Some lawmakers have begun quietly criticizing David Littell’s nomination to the PUC, saying he is inexperienced. Mr. Littell is the commissioner of the Department of Environmental Protection, an agency that many people find easy to criticize.
While head of the DEP, he has worked to shorten the time spent reviewing development proposals. During his tenure, the agency had processed 5,000 permits per year, up from 3,500 a decade ago. At the same time, the department’s staff has shrunk from 461 to 410. Through May of this year, the DEP has permitted $5.2 billion worth of capital investments since 2003.
Others cite Mr. Littell’s involvement in the development of wind power in Maine as a reason he shouldn’t sit on the PUC. He was a member of the Governor’s Task Force on Wind Power Development, which led to legislation that eased some barriers to wind power projects.
Likewise, some are critical of Mr. Littell’s role with the Regional Greenhouse Gas Initiative, a consortium of eastern states working to lower energy use and pollution. RGGI has been cited by Sen. Olympia Snowe as a model for national energy and emissions legislation.

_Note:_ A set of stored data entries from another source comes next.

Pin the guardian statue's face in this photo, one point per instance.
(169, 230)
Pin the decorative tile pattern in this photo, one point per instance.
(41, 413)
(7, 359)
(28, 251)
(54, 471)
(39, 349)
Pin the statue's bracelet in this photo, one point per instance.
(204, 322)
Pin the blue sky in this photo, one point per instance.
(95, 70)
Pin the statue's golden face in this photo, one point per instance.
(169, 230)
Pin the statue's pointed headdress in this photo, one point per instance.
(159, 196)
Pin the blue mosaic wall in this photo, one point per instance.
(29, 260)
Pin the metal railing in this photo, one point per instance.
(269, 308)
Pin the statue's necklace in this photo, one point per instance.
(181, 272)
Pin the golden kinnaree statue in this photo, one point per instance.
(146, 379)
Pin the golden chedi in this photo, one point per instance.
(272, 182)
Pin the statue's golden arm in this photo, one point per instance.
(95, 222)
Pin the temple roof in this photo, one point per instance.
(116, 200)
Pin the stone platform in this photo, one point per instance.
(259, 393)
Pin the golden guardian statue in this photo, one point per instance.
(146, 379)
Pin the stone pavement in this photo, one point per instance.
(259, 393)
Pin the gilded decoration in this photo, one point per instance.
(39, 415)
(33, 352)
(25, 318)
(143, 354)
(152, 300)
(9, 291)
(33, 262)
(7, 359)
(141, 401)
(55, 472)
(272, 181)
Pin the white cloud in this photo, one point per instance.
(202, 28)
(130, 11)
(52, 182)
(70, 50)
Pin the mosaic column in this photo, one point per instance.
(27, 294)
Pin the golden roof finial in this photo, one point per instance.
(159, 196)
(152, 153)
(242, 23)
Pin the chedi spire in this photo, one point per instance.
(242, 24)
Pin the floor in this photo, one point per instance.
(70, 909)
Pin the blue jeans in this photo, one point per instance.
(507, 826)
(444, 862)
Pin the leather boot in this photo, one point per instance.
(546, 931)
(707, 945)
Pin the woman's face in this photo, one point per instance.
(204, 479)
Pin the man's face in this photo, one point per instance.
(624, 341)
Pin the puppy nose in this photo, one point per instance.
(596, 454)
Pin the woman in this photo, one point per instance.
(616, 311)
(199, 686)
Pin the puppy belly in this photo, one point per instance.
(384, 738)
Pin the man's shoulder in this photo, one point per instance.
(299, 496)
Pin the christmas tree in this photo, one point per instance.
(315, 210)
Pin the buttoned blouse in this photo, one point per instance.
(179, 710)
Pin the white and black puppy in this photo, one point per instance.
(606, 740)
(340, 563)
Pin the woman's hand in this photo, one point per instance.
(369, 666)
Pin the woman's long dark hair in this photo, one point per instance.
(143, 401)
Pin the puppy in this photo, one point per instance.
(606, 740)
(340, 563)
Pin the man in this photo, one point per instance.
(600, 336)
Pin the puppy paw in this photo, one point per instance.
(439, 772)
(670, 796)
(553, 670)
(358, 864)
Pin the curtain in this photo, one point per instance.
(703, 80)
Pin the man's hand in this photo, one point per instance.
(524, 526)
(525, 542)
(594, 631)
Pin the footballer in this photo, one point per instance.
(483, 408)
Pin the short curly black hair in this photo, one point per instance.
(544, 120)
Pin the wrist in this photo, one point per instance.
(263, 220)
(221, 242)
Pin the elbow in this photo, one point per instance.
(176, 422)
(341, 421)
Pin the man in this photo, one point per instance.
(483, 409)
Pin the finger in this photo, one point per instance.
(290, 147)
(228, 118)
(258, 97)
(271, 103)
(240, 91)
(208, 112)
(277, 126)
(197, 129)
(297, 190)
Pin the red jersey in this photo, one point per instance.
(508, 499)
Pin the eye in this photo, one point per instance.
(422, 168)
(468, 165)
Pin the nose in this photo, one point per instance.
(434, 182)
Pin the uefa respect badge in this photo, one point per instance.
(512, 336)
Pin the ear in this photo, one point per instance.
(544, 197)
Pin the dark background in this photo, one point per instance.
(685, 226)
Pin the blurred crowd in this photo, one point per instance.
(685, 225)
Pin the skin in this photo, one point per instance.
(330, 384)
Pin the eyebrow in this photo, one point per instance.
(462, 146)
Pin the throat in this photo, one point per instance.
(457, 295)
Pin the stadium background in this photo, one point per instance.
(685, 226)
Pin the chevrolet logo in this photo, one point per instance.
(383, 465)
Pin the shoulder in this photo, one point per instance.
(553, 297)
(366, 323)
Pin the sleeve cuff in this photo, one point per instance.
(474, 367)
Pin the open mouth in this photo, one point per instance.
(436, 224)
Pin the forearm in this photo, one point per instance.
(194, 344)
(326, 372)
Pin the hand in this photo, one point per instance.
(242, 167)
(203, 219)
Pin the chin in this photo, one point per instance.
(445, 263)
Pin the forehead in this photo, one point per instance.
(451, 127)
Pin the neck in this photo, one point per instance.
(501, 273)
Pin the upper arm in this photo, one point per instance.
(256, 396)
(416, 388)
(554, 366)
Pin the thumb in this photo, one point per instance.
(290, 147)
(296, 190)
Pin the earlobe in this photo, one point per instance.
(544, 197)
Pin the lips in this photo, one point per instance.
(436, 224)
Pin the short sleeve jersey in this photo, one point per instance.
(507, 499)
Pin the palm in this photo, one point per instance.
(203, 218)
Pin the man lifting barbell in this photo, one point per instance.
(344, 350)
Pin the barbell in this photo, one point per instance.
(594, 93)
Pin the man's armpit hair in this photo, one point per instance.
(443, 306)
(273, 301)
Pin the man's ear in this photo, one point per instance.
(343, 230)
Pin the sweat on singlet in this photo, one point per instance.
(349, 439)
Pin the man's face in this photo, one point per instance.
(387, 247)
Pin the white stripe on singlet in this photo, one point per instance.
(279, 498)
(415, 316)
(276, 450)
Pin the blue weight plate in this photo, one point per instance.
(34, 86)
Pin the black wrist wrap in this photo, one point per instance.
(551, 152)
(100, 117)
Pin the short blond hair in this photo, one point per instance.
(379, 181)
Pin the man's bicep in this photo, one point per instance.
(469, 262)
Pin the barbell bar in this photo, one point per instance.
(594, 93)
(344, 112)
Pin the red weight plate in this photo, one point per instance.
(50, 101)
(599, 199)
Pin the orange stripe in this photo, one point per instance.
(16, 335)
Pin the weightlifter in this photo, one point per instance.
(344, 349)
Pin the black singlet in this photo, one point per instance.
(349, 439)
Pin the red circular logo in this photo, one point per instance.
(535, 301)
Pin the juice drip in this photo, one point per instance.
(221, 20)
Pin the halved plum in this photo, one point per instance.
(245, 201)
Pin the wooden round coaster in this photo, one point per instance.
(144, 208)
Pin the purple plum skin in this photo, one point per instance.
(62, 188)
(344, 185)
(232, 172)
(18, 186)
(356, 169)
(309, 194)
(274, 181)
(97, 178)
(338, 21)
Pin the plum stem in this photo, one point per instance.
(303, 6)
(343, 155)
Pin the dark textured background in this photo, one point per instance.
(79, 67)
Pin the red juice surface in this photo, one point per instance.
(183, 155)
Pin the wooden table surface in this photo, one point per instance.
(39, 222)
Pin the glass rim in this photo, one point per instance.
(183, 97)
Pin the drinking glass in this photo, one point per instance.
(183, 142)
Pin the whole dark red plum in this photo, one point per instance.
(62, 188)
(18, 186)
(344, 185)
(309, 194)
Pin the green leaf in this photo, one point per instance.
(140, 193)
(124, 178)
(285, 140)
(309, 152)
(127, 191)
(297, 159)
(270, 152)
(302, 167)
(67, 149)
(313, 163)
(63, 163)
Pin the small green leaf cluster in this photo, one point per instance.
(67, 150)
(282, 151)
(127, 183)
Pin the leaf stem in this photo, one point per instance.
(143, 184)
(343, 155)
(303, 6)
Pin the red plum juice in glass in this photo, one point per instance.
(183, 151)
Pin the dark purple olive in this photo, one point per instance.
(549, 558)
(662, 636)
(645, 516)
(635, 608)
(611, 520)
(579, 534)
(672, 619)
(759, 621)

Before joining the DEP, Mr. Littell, who was a lieutenant commander in the U.S. Navy Reserve, represented telecommunications companies and others as a lawyer in private practice.
It is incongruous to criticize Mr. Littell’s high-profile roles as DEP commissioner, chairman of RGGI and a member of the wind task force and, at the same time, to say he lacks experience.
A closer look at recent PUC commissioners shows that he is one of the most qualified nominees. The governor’s last nominee, Jack Cashman, was commissioner of the Department of Economic and Community Development and a longtime real estate developer. He was unanimously approved for the PUC and has since received good reviews for his work on the board. The other commissioner, Vendean Vafiades, is a former judge and legal counsel for the University of Maine System.
Other recent commissioners have included a deputy attorney general with securities expertise as well as a commissioner of the Michigan lottery and chamber of commerce president.
Mr. Littell’s expertise and demeanor would be a good addition to the PUC, and his nomination should be supported by the Utilities and Energy Committee.